つまり診断書の判断は正当であると判断されました。

次回に続く

2020年7月15日

「障害基礎年金不支給処分取消訴訟(知的障害)」⑲

◆平成30年の東京地裁判決を取り上げます。

「金銭管理と買物」について

<診断書記載の医師の評価>

金銭管理と買物について,助言や指導をしてもできない若しくは行わない。

<病歴状況申立書>の要点

小遣いはもらったらすぐに使ってしまう,食べたい物や自分の物をいくつか買うことはできるが,食品や日用品等の買物は困難であることから、買物は自発的にはできないが援助があればできる。

<証人原告母の証言>

計画性を持つことができないので,持っているお金は全て使おうとしてしまう、商品が割引になると言われただけで,具体的な契約書の内容理解ができないままクレジットカード契約をしてきてしまったことがある。

この点について裁判所はどう判断したのでしょうか。

次回に続く

2020年7月14日

「障害基礎年金不支給処分取消訴訟(知的障害)」⑱

◆平成30年の東京地裁判決を取り上げます。

「身辺の清潔保持」についての医師の判定について、裁判所は書証及び証人の証言から次の通り判断しました。
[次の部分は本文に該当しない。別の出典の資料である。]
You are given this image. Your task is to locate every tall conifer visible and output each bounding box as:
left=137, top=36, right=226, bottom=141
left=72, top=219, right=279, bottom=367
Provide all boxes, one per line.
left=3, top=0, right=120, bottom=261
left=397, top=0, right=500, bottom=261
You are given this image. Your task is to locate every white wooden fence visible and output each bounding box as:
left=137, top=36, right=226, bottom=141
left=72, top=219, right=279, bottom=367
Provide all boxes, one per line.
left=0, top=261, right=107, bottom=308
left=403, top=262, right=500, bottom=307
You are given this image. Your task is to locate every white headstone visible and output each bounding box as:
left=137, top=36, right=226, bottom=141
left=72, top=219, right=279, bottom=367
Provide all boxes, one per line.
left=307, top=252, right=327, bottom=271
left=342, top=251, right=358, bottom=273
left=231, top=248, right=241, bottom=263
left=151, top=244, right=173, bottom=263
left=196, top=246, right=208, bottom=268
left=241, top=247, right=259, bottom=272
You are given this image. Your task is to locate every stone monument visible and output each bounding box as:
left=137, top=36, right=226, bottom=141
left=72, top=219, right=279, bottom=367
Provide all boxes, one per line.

原告は,着替え,洗顔,人浴,歯磨き,用便といった基本的な動作を自分で全く行えないものではないが,これらについて自発的かつ適正に行うことができるとまではいえず,本件診断書において,身辺の清潔保持,すなわち,洗面,洗髪,人浴等の身体の衛生保持や着替え等ができ,また,自室の清掃や片付けができるなどの能力について,自発的かつ適正に行うことはできないが助言や指導があればできるとされているのは相当というべきである。